I used to come up with all of these random things for my friends and I to do, from skinny dipping in a swimming hole in the woods to eating ice cream on the bleachers in the middle of the night (cherry Garcia) to elaborate photo shoots in an abandoned amphitheater drenched in amateur graffiti, and now I can never think of anything to do. I can only think of things I have to do. I hate that for me.

This is the first thing I’ve written in months. I haven’t wanted to write. Writing used to be freeing, comforting, peaceful, exciting, rewarding. Writing was buttoning my favorite pair of jeans and discovering they still fit perfectly, plunking down into my designated seat that is perfectly uncontestedly only mine, cracking my knuckles and playing God. Now it feels prickly, picking your way around a cluttered room, doing your best to avoid tripping or knocking something over or brushing your nice sweater up against something dusty or cobwebby. I hate that for me.

I don’t take pictures anymore either. My phone is out of storage. Everything is flat, dull, quotidian. The angles and light shapes and colors that used to dazzle and thrill make me want to close my eyes and turn away. I can only see things as they are, not what they could be, or what they remind me of, or what they make me think of that should be completely unrelated but somehow fit exactly right together. I don’t see anything that I want to remember forever. My camera is this big unwieldy machine, too heavy for my hands, and I cradle her and whisper apologies for how full her battery is, how empty her SD card is. I hate that for me.
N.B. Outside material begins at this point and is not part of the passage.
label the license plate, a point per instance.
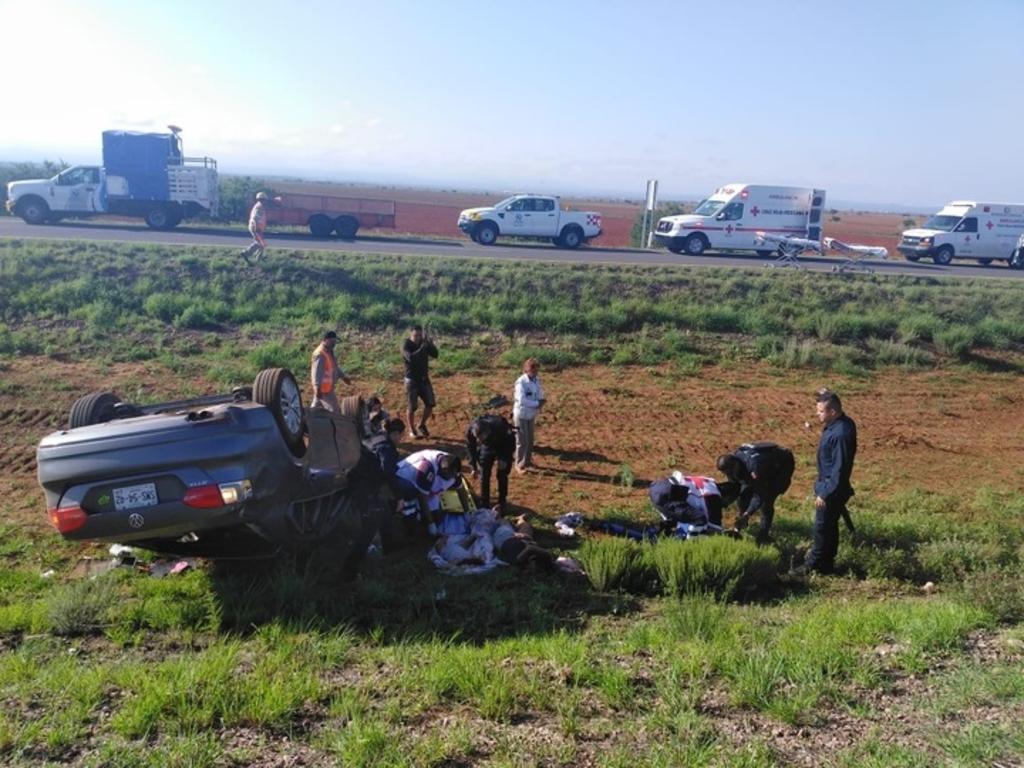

I move through the days by muscle memory. Work gets done and meals get cooked and dishes get washed and dried and put away. I wear the usual things. I eat the usual things. I watch the usual things. I wash my face and brush my teeth and sleep on my side with my arm under my head and my other hand curled against my chest. I move through the world on autopilot, floating on the surface, conserving my energy for such a time as I might reawaken, and need it. I am a dry creek bed, silt settled, dead leaves crumbled into tiny jagged fragments, smooth stones, stringy green dried algae that once waved and danced in the current now still in soft curves and curls like the hair of a sea witch pointing the way that water once ran. There will be a season that the water will flow again, because all things are cyclical, the kids are wearing flare jeans and butterfly clips and stretchy black plastic chokers, so if that can happen then surely I can write again, shoot again, create again. Right?